If it gets approved and built as planned, a 93-unit “affordable” apartment complex known as River Flats would rise five floors above the downtown intersection of Franklin Street and Laurel Avenue and offer rents its developer said would be tailor-made for a segment of the population with “low to moderate” income.
During a neighborhood meeting Tuesday, Daniel Kroetz, vice president of development for Commonwealth Companies, said renters, depending on their income, could typically expect to pay between $385 and $975 a month for an 850-square-foot, two-bedroom apartment.
At that price, Kroetz said, the apartments’ renters could expect an onsite management office, a fitness facility, a laundry room and about 89 parking spaces, Kroetz said. Many of the parking spaces would be underground in the sloped ground floor of the building.
Renderings of the L-shaped, red-and-tan brick apartment building on display Tuesday showed some upper units with balconies. Kroetz and city planning officials also answered questions from residents, adjacent apartment property managers, and members of the city’s Community Development Authority and plan commission, which has yet to vote on the proposal.
If there are no delays in the approval process, the apartment complex could break ground next spring and could be ready for occupancy by mid-2021, Kroetz said.

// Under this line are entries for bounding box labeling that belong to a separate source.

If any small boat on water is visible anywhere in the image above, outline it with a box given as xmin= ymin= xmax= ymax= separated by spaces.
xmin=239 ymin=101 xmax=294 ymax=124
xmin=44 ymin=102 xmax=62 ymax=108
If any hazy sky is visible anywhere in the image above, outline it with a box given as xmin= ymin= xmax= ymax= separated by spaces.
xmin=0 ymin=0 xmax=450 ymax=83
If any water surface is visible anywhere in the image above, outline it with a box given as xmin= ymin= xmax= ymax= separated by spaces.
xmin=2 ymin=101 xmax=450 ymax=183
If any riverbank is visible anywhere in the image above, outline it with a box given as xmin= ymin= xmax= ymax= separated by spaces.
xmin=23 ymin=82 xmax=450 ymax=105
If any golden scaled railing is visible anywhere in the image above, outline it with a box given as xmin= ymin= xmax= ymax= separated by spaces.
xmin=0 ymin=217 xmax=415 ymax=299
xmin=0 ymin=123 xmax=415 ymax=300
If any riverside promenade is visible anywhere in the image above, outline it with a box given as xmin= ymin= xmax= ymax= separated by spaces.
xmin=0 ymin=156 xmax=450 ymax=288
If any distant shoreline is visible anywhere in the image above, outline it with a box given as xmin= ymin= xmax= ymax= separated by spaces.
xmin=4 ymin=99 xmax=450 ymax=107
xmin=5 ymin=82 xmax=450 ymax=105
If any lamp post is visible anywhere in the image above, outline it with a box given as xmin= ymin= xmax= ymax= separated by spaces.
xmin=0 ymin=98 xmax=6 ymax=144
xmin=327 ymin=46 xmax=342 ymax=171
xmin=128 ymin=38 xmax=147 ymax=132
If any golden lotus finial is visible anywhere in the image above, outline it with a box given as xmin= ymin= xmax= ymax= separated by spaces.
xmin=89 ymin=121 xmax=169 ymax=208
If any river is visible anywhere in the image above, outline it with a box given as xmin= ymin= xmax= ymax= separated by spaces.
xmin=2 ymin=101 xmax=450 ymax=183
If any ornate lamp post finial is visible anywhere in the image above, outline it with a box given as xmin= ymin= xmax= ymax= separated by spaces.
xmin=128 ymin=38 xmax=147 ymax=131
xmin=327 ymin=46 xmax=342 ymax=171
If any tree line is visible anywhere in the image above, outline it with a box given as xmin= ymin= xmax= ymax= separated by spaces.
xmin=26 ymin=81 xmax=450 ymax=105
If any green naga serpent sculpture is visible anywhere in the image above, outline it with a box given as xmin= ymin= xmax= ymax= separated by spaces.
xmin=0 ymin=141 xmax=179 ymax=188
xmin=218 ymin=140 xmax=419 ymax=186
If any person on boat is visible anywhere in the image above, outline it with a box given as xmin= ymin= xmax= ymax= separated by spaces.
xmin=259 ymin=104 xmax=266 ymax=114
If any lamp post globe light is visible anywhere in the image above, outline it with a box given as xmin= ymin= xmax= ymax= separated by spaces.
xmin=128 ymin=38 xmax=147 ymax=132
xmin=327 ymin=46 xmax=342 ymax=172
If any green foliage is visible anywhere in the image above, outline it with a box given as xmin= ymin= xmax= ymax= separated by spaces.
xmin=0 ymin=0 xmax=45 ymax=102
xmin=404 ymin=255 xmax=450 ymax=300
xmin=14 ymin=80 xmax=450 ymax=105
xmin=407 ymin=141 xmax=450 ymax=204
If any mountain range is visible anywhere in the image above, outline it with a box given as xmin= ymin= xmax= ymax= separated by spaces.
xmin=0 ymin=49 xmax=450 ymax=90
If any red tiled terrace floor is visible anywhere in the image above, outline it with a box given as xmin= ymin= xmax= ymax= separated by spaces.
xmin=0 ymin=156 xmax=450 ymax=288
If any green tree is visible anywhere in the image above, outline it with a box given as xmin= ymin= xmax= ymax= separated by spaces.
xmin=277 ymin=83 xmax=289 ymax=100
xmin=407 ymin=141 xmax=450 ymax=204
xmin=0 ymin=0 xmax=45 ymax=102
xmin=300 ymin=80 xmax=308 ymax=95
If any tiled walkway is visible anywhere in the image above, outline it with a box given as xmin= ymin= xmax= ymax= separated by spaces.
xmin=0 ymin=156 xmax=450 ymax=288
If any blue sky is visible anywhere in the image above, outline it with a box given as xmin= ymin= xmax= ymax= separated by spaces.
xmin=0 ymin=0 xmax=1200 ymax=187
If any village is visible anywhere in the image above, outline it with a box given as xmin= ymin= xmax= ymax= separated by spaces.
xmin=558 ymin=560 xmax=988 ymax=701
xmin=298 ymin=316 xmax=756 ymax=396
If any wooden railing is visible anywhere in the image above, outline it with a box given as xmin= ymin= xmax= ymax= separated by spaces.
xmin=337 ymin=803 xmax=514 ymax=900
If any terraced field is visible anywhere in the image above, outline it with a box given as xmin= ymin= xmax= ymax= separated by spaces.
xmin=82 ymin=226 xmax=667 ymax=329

Commonwealth Companies would operate River Flats with the help of a federal tax credit the Wisconsin Housing and Economic Development Authority awarded the developer earlier this year. The program would require residents to earn no more than 30% to 80% of the local median salary in Rock County.
The tax credit rules require the apartments to operate as affordable housing for at least 30 years, Kroetz said.
Under the program, some of the units would be rented for less than $400 a month for a segment of the working population that earns up to 30% of the median local income.
The application process would include screening applicants based on income. The tax credit program is designed to require that the average single person who rents at River Flats has an income no greater than $32,000 a year—about 60% of the median for Rock County.
While the apartment’s management would work with local nonprofits and agencies that pair residents in need with affordable housing, Kroetz said the apartments wouldn’t accept federal Section 8 housing vouchers.
“The affordable housing program sometimes carries a stigma that it doesn’t deserve,” Kroetz said. “We want this to be a workforce housing deal and we want it to hit a number of income strata.”
Duane Cherek, the city’s planning director, said the project must face public hearings and review by the plan commission for a “conditional use.” The commission must also review the plans under the current zoning standards for downtown multifamily housing.
Cherek called such reviews “fairly routine” but said that the city and developer are in talks over one facet of the project that might require special consideration—parking.
Under zoning rules for downtown apartments, the city requires about 1½ parking spaces per apartment unit downtown. For the 93 planned units, that would require about 140 parking spaces. The current plans for River Flats include just 89 on-site spaces, well short of the city’s requirement, Cherek said.
That shortfall concerned some residents at the meeting. One woman who characterized herself as a nearby resident asked Kroetz why Commonwealth didn’t plan a smaller complex.
Commonwealth initially floated a 60-unit building to be built mainly on land the city was selling the developer for $1, but the company said it increased to 93 units because the smaller project wouldn’t have been financially workable under the state’s affordable housing tax program.
Resident Ty Bollerud asked if the city would reconfigure parking along Laurel Avenue, a side street that would be adjacent to River Flats. Bollerud said that might prevent residents and visitors at River Flats from clogging up spots throughout downtown’s west side, where he said parking is already in short supply.
Cherek said the city was examining such ideas. He said on-site parking capacity is one of many zoning standards the project must meet, but he suggested the plan commission has the authority to make concessions on parking standards.
City council member Sue Conley said “it doesn’t really bother me” that River Flats’ plan fails to meet city parking standards.
Conley said the standards don’t factor in a trend toward fewer car owners in the future and said that makes the standards “maybe not as realistic as they were 15 or 20 years ago.”